Offering Choices: Children should be offered choices (clothing, food items, television shows, video games, activities etc.) as much as possible. They do not need to be given free range but instead advised what is available of at least two. Consequence choices are of great importance. During a neutral time create a list of problem behaviors (creating unrest or unsafe situations) and with the child develop suitable and applicable consequences.
For example, if they refuse to turn off the television on time they do not earn their next television time after one warning. If they do not complete chores they do not earn free time after two reminders.

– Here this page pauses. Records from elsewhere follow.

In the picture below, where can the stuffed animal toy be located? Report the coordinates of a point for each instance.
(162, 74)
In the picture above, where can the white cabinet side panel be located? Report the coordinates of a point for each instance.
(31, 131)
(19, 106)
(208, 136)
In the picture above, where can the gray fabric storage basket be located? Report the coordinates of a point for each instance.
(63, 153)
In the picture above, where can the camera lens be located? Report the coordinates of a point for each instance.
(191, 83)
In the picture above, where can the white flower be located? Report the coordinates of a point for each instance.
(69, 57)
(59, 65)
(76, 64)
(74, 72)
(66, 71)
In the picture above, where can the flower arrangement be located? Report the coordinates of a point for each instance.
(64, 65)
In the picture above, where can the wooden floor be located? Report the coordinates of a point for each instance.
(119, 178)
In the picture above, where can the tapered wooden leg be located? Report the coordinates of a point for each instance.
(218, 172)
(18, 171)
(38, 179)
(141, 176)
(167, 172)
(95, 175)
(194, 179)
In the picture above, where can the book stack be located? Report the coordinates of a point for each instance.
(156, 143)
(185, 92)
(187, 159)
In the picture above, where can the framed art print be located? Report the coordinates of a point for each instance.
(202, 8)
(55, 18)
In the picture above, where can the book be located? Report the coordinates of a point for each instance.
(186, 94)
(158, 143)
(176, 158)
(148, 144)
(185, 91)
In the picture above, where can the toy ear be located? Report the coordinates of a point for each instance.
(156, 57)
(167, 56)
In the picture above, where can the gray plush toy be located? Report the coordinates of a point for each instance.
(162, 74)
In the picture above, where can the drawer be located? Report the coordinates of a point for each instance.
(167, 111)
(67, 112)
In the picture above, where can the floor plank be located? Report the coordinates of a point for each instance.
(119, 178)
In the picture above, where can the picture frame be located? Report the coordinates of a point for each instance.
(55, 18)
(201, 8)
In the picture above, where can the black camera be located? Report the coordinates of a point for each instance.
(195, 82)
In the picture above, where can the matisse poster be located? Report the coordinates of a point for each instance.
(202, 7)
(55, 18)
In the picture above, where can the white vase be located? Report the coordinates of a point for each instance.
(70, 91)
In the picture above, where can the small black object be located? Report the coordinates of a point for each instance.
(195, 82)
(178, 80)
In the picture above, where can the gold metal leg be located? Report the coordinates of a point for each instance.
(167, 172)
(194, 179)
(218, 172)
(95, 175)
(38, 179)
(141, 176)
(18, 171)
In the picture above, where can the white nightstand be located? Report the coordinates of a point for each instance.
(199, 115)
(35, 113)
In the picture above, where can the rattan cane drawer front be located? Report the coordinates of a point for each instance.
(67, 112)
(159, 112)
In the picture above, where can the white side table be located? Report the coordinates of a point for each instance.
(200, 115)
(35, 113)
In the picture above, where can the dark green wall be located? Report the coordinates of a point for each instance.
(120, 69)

Do not decide on consequences in the middle of a crisis. The child has too much adrenaline and cortisol flowing to be able to make decisions accordingly. After an episode and when the child has recovered give choices as much as possible and help the child to recognize natural consequences. Some natural consequences could be:

Threw phone=broke phone/no phone
20 minute tantrum=missed car-pool to soccer practice/no soccer

Have the child recommend their own consequence first. Many healing children will offer better consequences for themselves during their remorse than the predetermined ones, so offer them this opportunity. Ask the child what they think should happen to make everyone feel safe again. If the response is suitable accept it, this offer the child a feeling of control. If it is not, give the predetermined consequence that matches the behavior.

References:

Paul Tough, How Children Succeed: Grit, Curiosity, and the Hidden Power of Character. New  York: Houghton Mifflin, 2012.
Bessel Van der Kolk, MD, The Body Keeps the Score: Brain, Mind and Body in the Healing of Trauma. Penguin Books, New York. 2014.
Heather Forbes, Help for Billy: A beyond Consequences Approach to Helping Challenging Children in the Classroom. Boulder, CO.: Beyond Consequences Institute, 2012.
Charlotte Silver, Can Childhood Trauma Shorten Your Life? Alternet, 24 Dec. 2013.
Martin H. Teicher, Scars that Won’t Heal: The Neurobiology of Child Abuse, Scientific American, March, 2002
David Bornstein, Teaching Children to Calm Themselves. The New York Times, March 19, 2014
Rebecca Ruiz, How Childhood Trauma Could Be Mistaken for ADHD. The Atlantic. Atlantic Media Company, 07 July 2014.
Kenneth R. Ginsburg, and Martha M. Jablow. Building Resilience in Children and Teens: Giving  Kids Roots and Wings. Elk Grove Village: American Academy of Pediatrics, 2011.
John Medina, Brain Rules: 12 Principles for Surviving and Thriving at Work, Home, and School. Seattle Washington Pear, 2008.
John Medina, Brain Rules for Baby: How to Raise a Smart and Happy Child from Zero to Five. Seattle, Washington, Pear, 2010.
Daniel Siegel, Mindsight: The New Science of Personal Transformation. New York: Bantam,  2010.